Większość Polaków gotowych na krótkie szkolenia wojskowe [SONDAŻ]

70 proc. ankietowanych pozytywnie ocenia pomysł, aby każdy obywatel Polski między 18. a 55. rokiem życia obowiązkowo wziął udział krótkim szkoleniu wojskowym - tak wynika z sondażu IBRiS dla "Rzeczpospolitej". Podczas takiego szkolenia uczestnicy nauczyliby się m.in. strzelać.

Badanie na zlecenie "Rzeczpospolitej" przeprowadzono w dniach 1-2 kwietnia 2022 r. na grupie 1000 osób. Ankietowani zostali zapytani, jak oceniliby pomysł, aby każdy obywatel między 18. a 55. rokiem życia obowiązkowo wziął udział w 16-dniowym szkoleniu wojskowym, aby nauczyć się strzelać, poznać podstawowe zasady obrony, zachowania się w sytuacji zagrożenia.

Więcej wiadomości na temat wojny w Ukrainie znajdziesz na stronie głównej Gazeta.pl

Jak wynika z sondażu 39 proc. Polaków uważa ten pomysł za dobry, 31,3 proc. uważa, że jest raczej dobry, 10,7 proc., że jest raczej zły, a 15 proc. ankietowanych ocenia go zdecydowanie źle. Największą grupą osób popierających takie działanie stanowią wyborcy Prawa i Sprawiedliwości (85 proc.) oraz Konfederacji (86 proc.). Na kolejnych miejscach są głosujący na PO (77 proc.), Lewicę (62 proc.) oraz PSL (68 proc.). 
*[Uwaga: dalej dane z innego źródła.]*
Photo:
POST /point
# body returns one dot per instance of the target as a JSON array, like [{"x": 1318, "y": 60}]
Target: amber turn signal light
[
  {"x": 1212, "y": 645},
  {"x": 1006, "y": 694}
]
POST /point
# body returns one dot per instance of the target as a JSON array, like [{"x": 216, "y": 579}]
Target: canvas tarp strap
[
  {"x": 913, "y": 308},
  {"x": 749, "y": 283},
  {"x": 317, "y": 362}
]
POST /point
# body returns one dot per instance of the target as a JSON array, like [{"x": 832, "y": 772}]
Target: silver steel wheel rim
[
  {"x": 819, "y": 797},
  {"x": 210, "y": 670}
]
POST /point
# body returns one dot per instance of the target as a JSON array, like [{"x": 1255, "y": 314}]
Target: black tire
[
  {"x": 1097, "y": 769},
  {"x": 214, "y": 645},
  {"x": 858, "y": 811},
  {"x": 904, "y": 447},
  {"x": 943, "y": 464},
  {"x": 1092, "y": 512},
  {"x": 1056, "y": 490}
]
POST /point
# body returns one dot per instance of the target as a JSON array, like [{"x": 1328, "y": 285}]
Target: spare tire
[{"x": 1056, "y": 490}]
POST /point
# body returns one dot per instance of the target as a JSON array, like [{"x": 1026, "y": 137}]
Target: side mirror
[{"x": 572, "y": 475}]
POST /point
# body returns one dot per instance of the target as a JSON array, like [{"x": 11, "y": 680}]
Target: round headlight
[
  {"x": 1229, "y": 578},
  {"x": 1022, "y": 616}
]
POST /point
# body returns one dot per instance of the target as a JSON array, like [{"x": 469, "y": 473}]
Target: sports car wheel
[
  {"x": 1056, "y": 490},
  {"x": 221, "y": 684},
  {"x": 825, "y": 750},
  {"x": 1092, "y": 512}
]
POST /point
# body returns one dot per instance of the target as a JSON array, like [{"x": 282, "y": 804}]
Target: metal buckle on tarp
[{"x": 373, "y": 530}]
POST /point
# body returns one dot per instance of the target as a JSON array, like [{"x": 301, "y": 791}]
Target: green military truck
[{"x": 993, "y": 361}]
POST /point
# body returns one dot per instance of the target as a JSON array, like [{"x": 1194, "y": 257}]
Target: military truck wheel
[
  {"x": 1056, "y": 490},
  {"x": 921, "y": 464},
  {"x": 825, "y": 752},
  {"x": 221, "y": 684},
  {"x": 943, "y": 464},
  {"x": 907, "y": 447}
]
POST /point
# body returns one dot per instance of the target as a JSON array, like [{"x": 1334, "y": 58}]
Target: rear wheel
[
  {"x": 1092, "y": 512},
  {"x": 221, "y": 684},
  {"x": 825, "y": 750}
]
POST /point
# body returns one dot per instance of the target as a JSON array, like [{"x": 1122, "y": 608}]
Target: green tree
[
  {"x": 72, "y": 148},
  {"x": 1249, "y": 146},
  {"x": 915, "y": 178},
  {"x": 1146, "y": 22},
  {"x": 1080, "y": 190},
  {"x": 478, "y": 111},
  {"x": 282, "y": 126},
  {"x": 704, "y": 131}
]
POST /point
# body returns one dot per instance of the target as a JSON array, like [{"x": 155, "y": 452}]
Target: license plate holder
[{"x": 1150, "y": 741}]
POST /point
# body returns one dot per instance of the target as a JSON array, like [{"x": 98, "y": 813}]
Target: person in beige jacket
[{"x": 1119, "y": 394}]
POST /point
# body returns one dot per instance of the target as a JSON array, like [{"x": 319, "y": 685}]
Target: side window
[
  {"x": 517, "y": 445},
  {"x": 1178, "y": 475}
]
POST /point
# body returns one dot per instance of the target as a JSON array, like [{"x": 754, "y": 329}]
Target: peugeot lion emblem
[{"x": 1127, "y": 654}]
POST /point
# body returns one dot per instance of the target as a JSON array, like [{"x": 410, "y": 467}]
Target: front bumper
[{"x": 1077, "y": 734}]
Zobacz wideo Wojna w Ukrainie. „Nawet wykształceni i znający języki Rosjanie wierzą w propagandę"

Mariusz Błaszczak: Naszym celem jest to, żeby Wojsko Polskie liczyło 300 tysięcy żołnierzy

18 marca prezydent Andrzej Duda podpisał ustawę o obronie ojczyzny, której głównym celem jest zwiększenie budżetu na obronność i liczebności Wojska Polskiego. Zgodnie z ustawą Polska ma przeznaczać minimum 3 proc. PKB na obronność.

Minister obrony narodowej Mariusz Błaszczak powiedział wtedy, że ustawa o obronie ojczyzny to początek wzmacniania polskich sił zbrojnych i fundament ich dalszego rozwoju. W swoim wystąpieniu w Akademii Sztuki Wojennej podkreślił, że nowy system finansowania zapewni przyspieszenie modernizacji Wojska Polskiego. 

Minister zwrócił też uwagę, że oprócz możliwości dozbrojenia polskiej armii, ustawa zapewni również zwiększenie jej liczebności. - Naszym celem jest to, żeby Wojsko Polskie liczyło 300 tysięcy żołnierzy - 250 tysięcy żołnierzy wojsk operacyjnych, żołnierzy zawodowych i 50 tysięcy żołnierzy Wojsk Obrony Terytorialnej - wyjaśniał minister Mariusz Błaszczak.

Szef resortu obrony wskazał, że wobec zagrożenia ze strony Rosji istotnym elementem jest również odbudowa rezerw polskiej armii i stworzenie tzw. "aktywnej rezerwy". - Chcemy doprowadzić do tego, żeby maksymalnie wielu zostało przeszkolonych, wiedziało jak zachować się w sytuacji zagrożenia, żeby maksymalnie wielu mogło od razu stanąć do obrony ojczyzny - mówił minister Mariusz Błaszczak.